On remand, as ordered by the Ninth Circuit, the Eastern District granted defendants' motion for partial summary judgment on plaintiffs' claim that the LCFS is an impermissible extraterritorial regulation. Additionally, the court granted summary judgment for defendants regarding the crude oil provisions of the LCFS, holding that the Ninth Circuit already decided that the provisions are not discriminatory facially, purposefully, or in effect. The Eastern District also granted summary judgment for defendants on plaintiffs' claim that the ethanol provisions of the LCFS are facially discriminatory.

With regard to whether the ethanol provisions of the LCFS discriminate in purpose or effect, the court rejected defendants' argument that plaintiffs had "disavowed" their claims when they moved for summary judgment on only some of their discrimination claims. The court found that there was no indication that plaintiffs abandoned or disavowed their ethanol provision claims and, therefore, denied defendants' motion to dismiss. Thus, for now, the issue of whether the LCFS's ethanol provisions discriminate in purpose or effect remains pending before the court.

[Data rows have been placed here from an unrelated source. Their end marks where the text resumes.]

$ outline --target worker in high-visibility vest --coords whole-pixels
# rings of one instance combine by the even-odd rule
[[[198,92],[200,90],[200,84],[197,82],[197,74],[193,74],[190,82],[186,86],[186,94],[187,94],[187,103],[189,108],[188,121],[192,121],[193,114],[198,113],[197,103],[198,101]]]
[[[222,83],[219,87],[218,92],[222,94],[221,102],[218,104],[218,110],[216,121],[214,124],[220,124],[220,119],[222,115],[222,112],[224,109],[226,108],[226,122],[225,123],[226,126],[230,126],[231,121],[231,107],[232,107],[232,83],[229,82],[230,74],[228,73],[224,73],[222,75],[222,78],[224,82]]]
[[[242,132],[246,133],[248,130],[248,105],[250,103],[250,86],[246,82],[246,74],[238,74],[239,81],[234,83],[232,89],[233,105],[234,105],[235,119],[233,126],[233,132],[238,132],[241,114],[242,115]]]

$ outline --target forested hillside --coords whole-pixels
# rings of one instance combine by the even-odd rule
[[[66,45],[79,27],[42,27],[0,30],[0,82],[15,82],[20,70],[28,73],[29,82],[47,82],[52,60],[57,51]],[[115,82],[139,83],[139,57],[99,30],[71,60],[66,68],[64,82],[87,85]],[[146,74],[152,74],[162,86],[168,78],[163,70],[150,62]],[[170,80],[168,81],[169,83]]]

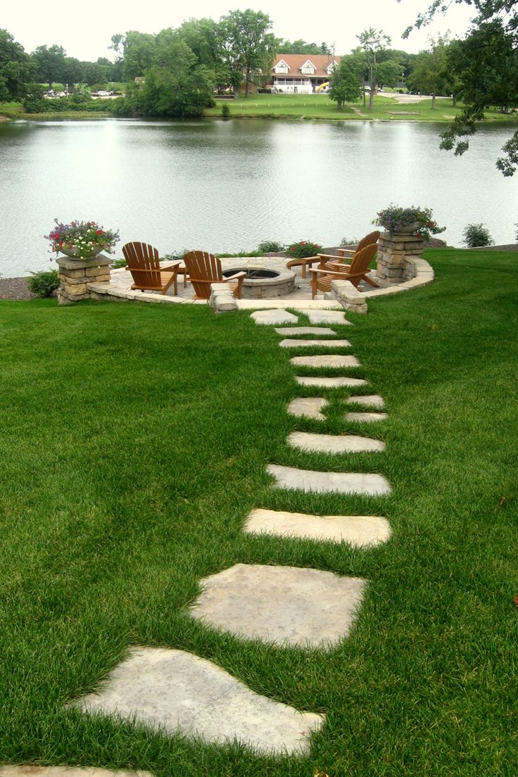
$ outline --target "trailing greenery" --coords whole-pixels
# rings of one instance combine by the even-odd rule
[[[315,392],[244,312],[0,301],[0,762],[156,777],[516,773],[516,257],[426,258],[431,286],[333,327],[363,392],[386,401],[375,434],[344,420],[346,389],[322,390],[324,422],[289,416]],[[374,434],[387,451],[303,452],[286,442],[293,430]],[[379,472],[394,491],[280,491],[269,462]],[[361,550],[245,535],[257,507],[384,515],[393,535]],[[191,619],[200,579],[238,563],[365,578],[349,638],[329,653],[274,649]],[[311,754],[259,757],[65,709],[132,645],[190,651],[325,713]]]

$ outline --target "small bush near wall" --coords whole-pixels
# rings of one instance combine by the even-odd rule
[[[468,248],[478,248],[481,246],[492,246],[495,241],[489,234],[489,230],[483,224],[468,224],[462,233],[463,242]]]

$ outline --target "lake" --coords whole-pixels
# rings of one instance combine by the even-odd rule
[[[495,161],[511,134],[485,127],[456,158],[438,125],[213,120],[0,124],[0,276],[56,267],[43,235],[97,221],[161,254],[252,249],[261,240],[336,246],[391,203],[431,207],[461,246],[482,222],[515,242],[518,174]]]

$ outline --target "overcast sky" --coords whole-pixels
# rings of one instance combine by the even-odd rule
[[[404,30],[430,0],[328,0],[318,12],[317,3],[301,0],[190,0],[166,3],[165,0],[41,0],[4,2],[0,27],[7,30],[26,51],[37,46],[63,46],[69,57],[95,61],[111,58],[108,50],[112,35],[129,30],[158,33],[165,27],[177,27],[186,19],[210,17],[215,20],[231,10],[267,13],[273,23],[272,31],[290,40],[334,44],[337,54],[349,54],[357,45],[356,35],[369,27],[382,30],[392,40],[393,48],[416,52],[427,47],[427,37],[450,30],[452,37],[462,37],[473,9],[464,3],[452,4],[447,16],[426,30],[413,32],[402,40]]]

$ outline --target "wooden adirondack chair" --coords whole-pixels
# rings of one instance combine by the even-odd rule
[[[363,279],[371,286],[377,287],[377,284],[368,277],[369,265],[376,256],[377,246],[373,243],[371,246],[366,246],[361,251],[358,251],[350,264],[339,265],[341,269],[326,270],[321,267],[311,267],[311,293],[313,299],[317,291],[330,291],[331,284],[333,280],[350,280],[353,286],[358,287],[358,284]]]
[[[189,251],[183,257],[188,280],[193,284],[196,299],[209,299],[210,284],[231,284],[232,294],[241,299],[243,278],[246,275],[244,270],[228,277],[221,272],[221,263],[207,251]]]
[[[333,256],[329,253],[319,253],[318,256],[322,260],[319,269],[334,270],[336,268],[337,270],[340,270],[340,268],[343,268],[345,267],[344,263],[342,260],[342,258],[346,258],[346,256],[350,256],[351,258],[354,257],[359,251],[361,251],[362,249],[365,248],[367,246],[372,246],[374,243],[377,245],[377,241],[379,239],[380,231],[379,229],[376,229],[374,232],[369,232],[369,234],[366,235],[364,238],[362,238],[355,249],[339,248],[338,256]]]
[[[126,269],[133,277],[132,289],[159,291],[163,294],[174,284],[175,294],[178,294],[178,268],[182,263],[179,260],[167,267],[161,267],[157,249],[141,242],[126,243],[122,253],[127,262]]]

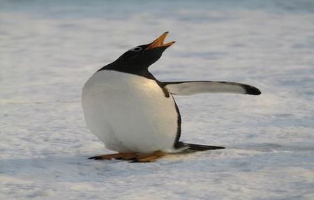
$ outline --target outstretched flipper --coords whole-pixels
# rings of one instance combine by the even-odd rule
[[[204,151],[208,150],[216,150],[216,149],[223,149],[225,148],[223,146],[209,146],[209,145],[203,145],[203,144],[195,144],[190,143],[185,143],[180,142],[181,145],[185,146],[184,148],[181,153],[195,153],[197,151]]]
[[[226,82],[161,82],[169,93],[178,95],[189,95],[204,93],[230,93],[258,95],[260,91],[250,85]]]

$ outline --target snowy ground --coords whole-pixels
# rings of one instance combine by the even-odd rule
[[[0,199],[314,199],[313,1],[0,1]],[[165,31],[158,78],[262,94],[177,97],[182,140],[225,150],[87,160],[110,151],[86,128],[84,82]]]

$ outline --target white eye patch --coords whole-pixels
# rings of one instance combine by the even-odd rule
[[[142,47],[133,47],[132,49],[130,49],[129,51],[140,52],[141,50],[142,50]]]

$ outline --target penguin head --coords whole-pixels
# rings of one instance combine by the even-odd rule
[[[116,62],[124,68],[133,68],[136,70],[147,68],[149,66],[157,61],[163,52],[175,42],[164,44],[168,32],[163,33],[154,42],[134,47],[123,54]]]

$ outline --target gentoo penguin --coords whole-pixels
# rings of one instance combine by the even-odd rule
[[[148,68],[174,43],[164,43],[167,33],[129,49],[85,83],[82,102],[87,126],[106,148],[118,152],[90,159],[147,162],[167,153],[224,148],[179,141],[181,116],[172,95],[261,93],[255,87],[235,82],[158,81]]]

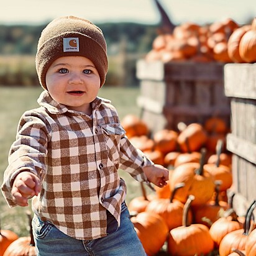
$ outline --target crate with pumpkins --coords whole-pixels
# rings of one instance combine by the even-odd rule
[[[137,63],[132,144],[169,170],[130,201],[149,255],[256,255],[256,18],[159,35]]]

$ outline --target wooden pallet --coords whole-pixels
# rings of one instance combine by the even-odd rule
[[[137,63],[142,118],[155,132],[177,130],[180,122],[203,124],[213,116],[229,126],[230,101],[224,93],[224,64],[147,62]]]
[[[244,215],[256,199],[256,63],[227,64],[224,91],[231,98],[227,148],[233,153],[234,208]]]

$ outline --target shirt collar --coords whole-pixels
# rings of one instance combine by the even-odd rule
[[[52,114],[63,114],[66,112],[78,113],[78,111],[70,110],[66,105],[58,103],[55,101],[50,95],[49,92],[46,90],[44,90],[41,93],[37,99],[37,102],[40,106],[45,107]],[[104,99],[103,98],[96,97],[91,103],[93,109],[98,109],[103,103],[111,103],[111,101],[109,99]]]

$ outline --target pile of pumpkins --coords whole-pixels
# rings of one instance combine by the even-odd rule
[[[256,17],[239,25],[231,18],[209,25],[185,22],[171,34],[159,34],[146,55],[149,61],[254,63],[256,62]]]
[[[149,255],[256,255],[256,200],[245,216],[232,208],[231,155],[226,149],[229,132],[224,121],[180,124],[179,132],[150,134],[133,114],[121,121],[130,141],[155,163],[169,170],[163,188],[154,188],[129,204],[131,220]],[[165,248],[163,249],[163,248]],[[213,254],[216,253],[216,254]]]
[[[30,227],[29,236],[19,237],[14,232],[1,229],[0,226],[0,256],[37,256],[30,213],[28,211],[27,216]]]

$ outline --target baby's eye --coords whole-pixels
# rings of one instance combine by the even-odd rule
[[[62,74],[68,73],[68,70],[66,68],[61,68],[58,71]]]
[[[83,72],[85,74],[91,74],[91,70],[84,70],[83,71]]]

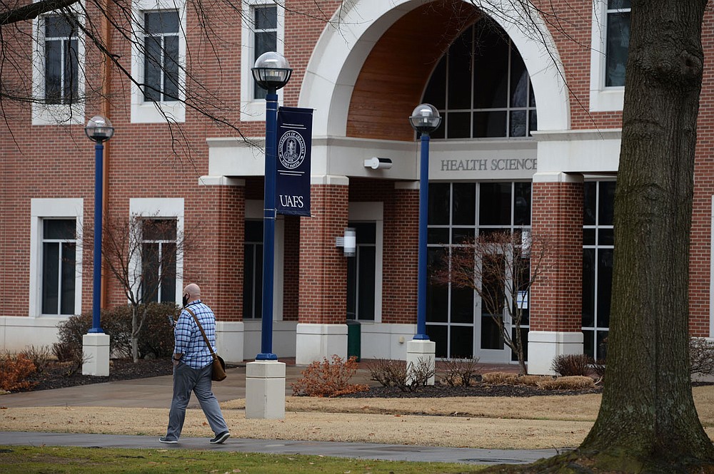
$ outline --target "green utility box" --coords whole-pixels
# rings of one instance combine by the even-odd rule
[[[347,358],[354,356],[359,362],[362,356],[362,334],[358,321],[347,321]]]

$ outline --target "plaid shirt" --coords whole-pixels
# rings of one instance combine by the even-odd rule
[[[200,299],[187,304],[186,308],[189,307],[196,314],[215,351],[216,317],[213,316],[213,311]],[[206,345],[206,341],[203,340],[193,316],[185,309],[178,316],[174,335],[176,339],[174,354],[183,354],[183,356],[181,360],[186,365],[191,369],[203,369],[213,361],[211,351]]]

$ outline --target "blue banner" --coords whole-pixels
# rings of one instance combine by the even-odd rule
[[[278,214],[310,215],[311,108],[278,108],[278,163],[276,210]]]

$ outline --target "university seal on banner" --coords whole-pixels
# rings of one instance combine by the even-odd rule
[[[288,130],[278,143],[278,159],[286,170],[294,170],[305,160],[305,140],[297,132]]]

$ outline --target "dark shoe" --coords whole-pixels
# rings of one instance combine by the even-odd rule
[[[211,444],[223,444],[223,441],[227,440],[231,436],[231,433],[228,431],[223,431],[216,436],[216,438],[208,441]]]

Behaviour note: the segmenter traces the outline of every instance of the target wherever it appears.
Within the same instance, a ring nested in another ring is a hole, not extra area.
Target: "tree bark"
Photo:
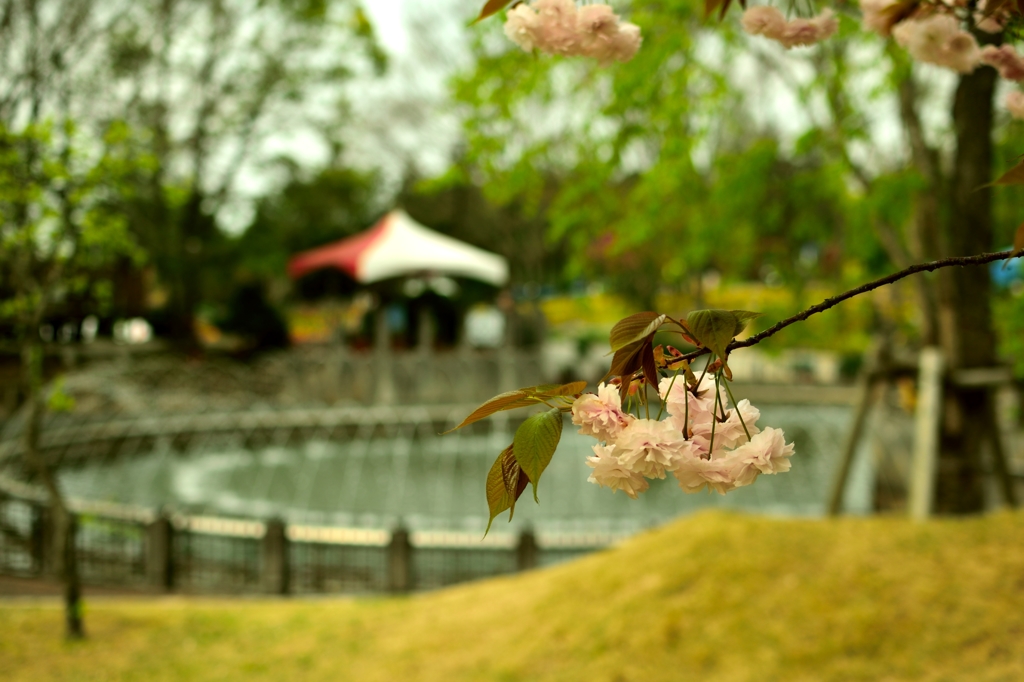
[[[22,365],[28,389],[28,418],[23,446],[30,468],[34,469],[49,497],[51,522],[51,556],[54,572],[63,583],[65,623],[68,639],[85,637],[82,623],[82,584],[78,573],[78,552],[75,546],[75,518],[57,485],[56,477],[39,452],[39,432],[43,416],[42,349],[35,341],[28,341],[23,350]]]
[[[984,253],[992,247],[991,188],[993,96],[996,73],[981,67],[961,77],[953,101],[956,154],[947,197],[944,255]],[[947,268],[939,273],[939,338],[953,372],[996,361],[989,306],[988,268]],[[988,436],[991,404],[984,388],[954,385],[946,391],[940,442],[937,513],[984,508],[981,443]]]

Finally, the court considered plaintiffs' argument that the crude oil provisions of theamended LCFS discriminate in favor of California crude oils by assigning them an artificially low deficit relative to out-of-state fuels (i.e., the amount by which a fuel's carbon intensity exceeds an average annual carbon intensity value). The court held that the amended LCFS was not implemented for a discriminatory purpose because, like the original LCFS upheld by the Ninth Circuit as nondiscriminatory, the amended LCFS was implemented for the purpose of reducing dependency on petroleum and stimulating the production and use of low-carbon fuels in California. Additionally, the court held that because the crude oil provisions of the amended LCFS benefit and burden both California and out-of-state interests alike, the provisions do not have an impermissible discriminatory effect on interstate or foreign commerce. The court, therefore, granted defendants' motion to dismiss plaintiffs' claims that the crude oil provisions of the amended LCFS discriminate in purpose and effect.

Clean Power Plan Renewable Energy Incentives  

The Clean Power Plan ("CPP") allows states to select either an emission standards plan—implementing either rate-based or mass-based emission standards for affected electric generating units ("EGUs")—or a state measures plan, under which the state's mass-basedCO2 emission goal serves as the metric for demonstrating plan performance. Under both plans, renewable energy will play an important role in helping states to achieve compliance. However, the incentives for development of renewable energy are different under the various approaches due to the different units and measures traded under the plan types.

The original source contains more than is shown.